A single lookup in an approriate table is an implementation of an evaluation
function, but I digress.

>The "multi-level stuff" is a way to express how are chess knowledge and the
>search most effectively applied, in a way most suitable to the strengths and the
>limits of each. Stuffing the positional knowledge into the "lump sum" at the
>terminal nodes of the alpha-beta tree, as the current dogma prescribes, is quite
>different than using the knowledge to guide and constrain the search.

>If you have ever analyzed positions in depth, with the help of a chess program,
>you are aware that letting program think on its own for a day isn't nearly as
>effective as playing out the lines you identify as important, and letting
>programs "think" few minutes per proposed move, even though you may have a
>highly negative score against that program. A much weaker human player (other
>than a novice) + program used in this manner will be stronger than the same
>program alone, in the longer time limits (i.e. in the limit of the maximum
>strength of each opponent).
>
>This is true, even though the program may have explicitly more positional chess
>knowledge packed in its evaluation function than a human player aiding the
>program. The reason for increased strength of the combined player is in the
>manner the little chess knowledge the human may have is used in a more effective
>way and in a way more in tune with the nature and purpose of the positional
>chess knowledge (i.e. it was designed for human-like search, which goes with a
>great deal of reasoning and common sense, especially with checking out specific
>kinds of followups for specific types of advice, and not to be converted to
>points and all added together at some "quiescent" node).

I suggest there are many more positions where the human would do worse than
simply to let the machine grind.  The difference is that a human operator has a
good understanding of certain positions, and will know when they can step in to
make a difference.

If I selected 100 positions from GM play, and gave a 1800 player Crafty for a
day for each position, and had Crafty analyze each position for the same length
of time on its own, I do not believe that the 1800 would come up with superior
analysis most of the time.  I believe that after this 3-month experiment we
would find that Crafty alone would consistently chose more reliable PVs, even if
they were not so understandable to 1800s.  Of course, I am discounting the
possibility that the 1800 will elect to leave their Crafty alone to ponder. ;-)

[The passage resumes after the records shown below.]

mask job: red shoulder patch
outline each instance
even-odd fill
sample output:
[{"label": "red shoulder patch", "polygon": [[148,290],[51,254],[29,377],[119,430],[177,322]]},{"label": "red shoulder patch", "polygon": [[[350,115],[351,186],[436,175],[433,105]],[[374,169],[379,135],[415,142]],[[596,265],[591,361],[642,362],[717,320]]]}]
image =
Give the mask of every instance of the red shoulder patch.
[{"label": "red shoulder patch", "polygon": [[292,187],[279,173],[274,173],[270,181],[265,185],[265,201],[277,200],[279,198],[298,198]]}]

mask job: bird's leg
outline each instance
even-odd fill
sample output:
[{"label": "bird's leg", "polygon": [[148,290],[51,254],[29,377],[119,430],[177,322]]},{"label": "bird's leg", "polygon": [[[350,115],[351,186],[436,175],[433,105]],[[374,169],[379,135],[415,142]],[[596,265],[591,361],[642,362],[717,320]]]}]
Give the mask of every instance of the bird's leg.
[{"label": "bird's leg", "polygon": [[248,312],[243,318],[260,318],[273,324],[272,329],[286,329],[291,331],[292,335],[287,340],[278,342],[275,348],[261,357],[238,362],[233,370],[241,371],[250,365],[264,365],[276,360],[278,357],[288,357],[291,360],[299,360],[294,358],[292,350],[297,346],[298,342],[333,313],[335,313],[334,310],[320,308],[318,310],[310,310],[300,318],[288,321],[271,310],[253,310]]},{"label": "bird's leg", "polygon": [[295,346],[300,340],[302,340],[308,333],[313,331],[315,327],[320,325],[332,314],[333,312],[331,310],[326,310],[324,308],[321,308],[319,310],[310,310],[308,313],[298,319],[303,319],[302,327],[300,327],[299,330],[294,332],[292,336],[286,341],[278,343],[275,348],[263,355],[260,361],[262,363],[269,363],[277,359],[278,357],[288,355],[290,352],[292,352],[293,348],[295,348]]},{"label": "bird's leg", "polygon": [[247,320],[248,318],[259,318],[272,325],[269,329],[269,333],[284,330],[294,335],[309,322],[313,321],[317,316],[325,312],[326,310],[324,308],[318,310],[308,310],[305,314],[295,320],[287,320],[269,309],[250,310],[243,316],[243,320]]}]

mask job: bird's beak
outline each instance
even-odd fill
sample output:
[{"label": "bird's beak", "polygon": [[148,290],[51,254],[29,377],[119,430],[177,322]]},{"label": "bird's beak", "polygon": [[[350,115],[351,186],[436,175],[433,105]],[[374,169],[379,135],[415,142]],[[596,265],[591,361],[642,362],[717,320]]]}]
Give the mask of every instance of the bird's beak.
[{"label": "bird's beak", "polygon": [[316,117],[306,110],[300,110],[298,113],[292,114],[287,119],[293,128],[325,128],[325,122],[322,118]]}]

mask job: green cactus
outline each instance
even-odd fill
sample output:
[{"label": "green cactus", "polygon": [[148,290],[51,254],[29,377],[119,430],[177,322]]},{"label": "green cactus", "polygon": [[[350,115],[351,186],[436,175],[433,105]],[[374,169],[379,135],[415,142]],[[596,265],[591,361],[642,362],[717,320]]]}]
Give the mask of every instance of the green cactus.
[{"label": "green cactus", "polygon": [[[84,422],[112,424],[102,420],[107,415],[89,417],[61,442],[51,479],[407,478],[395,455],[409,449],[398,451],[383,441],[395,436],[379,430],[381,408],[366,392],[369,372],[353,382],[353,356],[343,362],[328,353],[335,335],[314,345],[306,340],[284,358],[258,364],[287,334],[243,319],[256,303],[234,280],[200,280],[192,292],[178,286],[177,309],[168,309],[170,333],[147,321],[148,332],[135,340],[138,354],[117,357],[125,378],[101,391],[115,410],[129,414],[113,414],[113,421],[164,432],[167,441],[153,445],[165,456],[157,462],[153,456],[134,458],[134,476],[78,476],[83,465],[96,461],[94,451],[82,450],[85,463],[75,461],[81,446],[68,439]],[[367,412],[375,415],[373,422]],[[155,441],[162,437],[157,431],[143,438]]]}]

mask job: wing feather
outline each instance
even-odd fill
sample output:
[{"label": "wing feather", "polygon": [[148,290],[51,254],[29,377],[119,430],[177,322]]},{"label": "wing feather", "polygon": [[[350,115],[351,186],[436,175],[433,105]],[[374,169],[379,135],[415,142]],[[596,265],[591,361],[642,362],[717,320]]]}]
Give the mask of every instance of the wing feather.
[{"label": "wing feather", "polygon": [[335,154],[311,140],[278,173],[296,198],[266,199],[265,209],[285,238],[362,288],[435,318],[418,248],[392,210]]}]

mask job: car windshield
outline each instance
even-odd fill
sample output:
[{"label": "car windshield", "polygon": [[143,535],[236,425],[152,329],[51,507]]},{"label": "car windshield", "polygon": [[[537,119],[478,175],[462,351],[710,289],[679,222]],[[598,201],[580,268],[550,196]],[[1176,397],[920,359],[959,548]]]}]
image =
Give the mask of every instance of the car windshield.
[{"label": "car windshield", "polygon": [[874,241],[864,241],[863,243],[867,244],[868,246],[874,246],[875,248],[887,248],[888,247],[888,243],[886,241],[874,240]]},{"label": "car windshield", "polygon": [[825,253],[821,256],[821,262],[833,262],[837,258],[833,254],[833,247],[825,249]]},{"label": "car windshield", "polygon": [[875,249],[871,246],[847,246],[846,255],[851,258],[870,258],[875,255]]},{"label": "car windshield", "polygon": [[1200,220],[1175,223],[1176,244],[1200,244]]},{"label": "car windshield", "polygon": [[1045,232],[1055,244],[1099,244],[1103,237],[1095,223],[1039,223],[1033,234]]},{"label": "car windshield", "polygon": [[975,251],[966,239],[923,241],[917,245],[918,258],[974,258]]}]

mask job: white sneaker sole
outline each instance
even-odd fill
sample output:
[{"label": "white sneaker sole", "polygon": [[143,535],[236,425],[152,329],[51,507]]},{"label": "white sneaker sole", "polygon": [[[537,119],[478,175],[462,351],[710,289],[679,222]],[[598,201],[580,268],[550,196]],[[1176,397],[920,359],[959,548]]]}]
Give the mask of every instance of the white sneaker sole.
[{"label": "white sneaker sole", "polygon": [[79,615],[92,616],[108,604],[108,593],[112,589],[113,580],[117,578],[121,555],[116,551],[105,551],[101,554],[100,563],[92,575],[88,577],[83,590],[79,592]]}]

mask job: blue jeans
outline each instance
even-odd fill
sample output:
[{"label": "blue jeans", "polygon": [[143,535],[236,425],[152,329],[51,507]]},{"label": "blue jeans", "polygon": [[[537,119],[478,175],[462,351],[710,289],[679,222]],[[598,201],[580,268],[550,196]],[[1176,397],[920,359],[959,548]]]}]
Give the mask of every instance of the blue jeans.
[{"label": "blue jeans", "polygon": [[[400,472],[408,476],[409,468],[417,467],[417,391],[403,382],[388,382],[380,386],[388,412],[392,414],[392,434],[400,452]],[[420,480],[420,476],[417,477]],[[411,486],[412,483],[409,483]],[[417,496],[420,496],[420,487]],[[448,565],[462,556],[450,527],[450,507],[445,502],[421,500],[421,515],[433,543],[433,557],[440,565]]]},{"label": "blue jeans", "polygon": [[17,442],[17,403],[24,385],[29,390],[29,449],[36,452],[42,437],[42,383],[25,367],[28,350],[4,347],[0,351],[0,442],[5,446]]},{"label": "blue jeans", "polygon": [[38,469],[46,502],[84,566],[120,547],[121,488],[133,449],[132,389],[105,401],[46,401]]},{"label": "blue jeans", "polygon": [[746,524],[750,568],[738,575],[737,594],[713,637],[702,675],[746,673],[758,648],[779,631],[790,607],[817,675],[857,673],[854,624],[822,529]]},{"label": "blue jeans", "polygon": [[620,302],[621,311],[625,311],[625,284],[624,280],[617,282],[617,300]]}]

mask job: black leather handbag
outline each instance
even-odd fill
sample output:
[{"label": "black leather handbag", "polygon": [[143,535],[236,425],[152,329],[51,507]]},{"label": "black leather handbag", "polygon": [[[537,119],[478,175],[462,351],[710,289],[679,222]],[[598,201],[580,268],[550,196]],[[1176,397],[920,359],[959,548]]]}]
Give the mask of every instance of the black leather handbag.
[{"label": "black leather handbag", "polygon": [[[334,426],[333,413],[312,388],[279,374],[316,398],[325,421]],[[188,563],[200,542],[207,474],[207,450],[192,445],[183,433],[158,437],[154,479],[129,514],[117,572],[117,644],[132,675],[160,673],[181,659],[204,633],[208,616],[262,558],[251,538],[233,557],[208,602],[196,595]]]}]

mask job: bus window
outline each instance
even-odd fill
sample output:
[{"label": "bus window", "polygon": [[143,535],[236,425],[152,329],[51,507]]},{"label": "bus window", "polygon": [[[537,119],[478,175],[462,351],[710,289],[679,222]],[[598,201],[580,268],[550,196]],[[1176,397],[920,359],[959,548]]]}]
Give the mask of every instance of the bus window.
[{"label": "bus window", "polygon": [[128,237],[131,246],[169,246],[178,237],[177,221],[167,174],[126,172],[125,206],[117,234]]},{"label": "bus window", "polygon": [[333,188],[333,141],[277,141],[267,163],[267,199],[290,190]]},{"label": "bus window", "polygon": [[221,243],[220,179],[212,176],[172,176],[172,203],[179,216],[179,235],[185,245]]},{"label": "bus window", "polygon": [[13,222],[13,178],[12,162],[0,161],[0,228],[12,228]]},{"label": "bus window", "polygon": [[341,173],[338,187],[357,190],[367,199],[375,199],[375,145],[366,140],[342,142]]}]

>> You can denigrate a "lump sum" evaluation function all you want,
>> but in the end you have to make a choice between various positions.
>
>I didn't "denigrate" but merely presented an argument from several angles why
>the "lump sum" isn't a very good method (the only advantage it has is the ease
>of programming compared to other ways). You didn't exactly address any of the
>specific points presented.

The method you propose is reducible to alpha-beta with a single function, so
what is left to address?  There is no theoretical advantage to doing it a la
Botwinnik.  Currently, there is a severe practical disadvantage, which doesn't
help the cause.

>>  When you do this, you are "lump summing", whether your
>> evaluation architecture has five levels of indirection or
>> none.  Whatever evaluator you have is selecting a preference
>> between a countably infinite number (or less) of possibilities,
>> which means the evaluation function is representable as a
>> mapping from a position to an integer.
>
>The same goes for direct full chess-tree table-base lookup. In principle yes,
>but without practical relevance. The actual positional evaluation terms as used
>in the chess programs are based on human chess theory. So these concepts (and
>the corresponding derived formulas/algorithms used in the programs) are
>optimized for use in particular manner -- for human-like search guidance /
>constraints, reasoning and followups.

What is without practical relevance is a method espoused by a fraud for thirty
years.  There are lots of people doing AI, and I have no doubt that many would
like your proposal.  However, straightforward search actually works.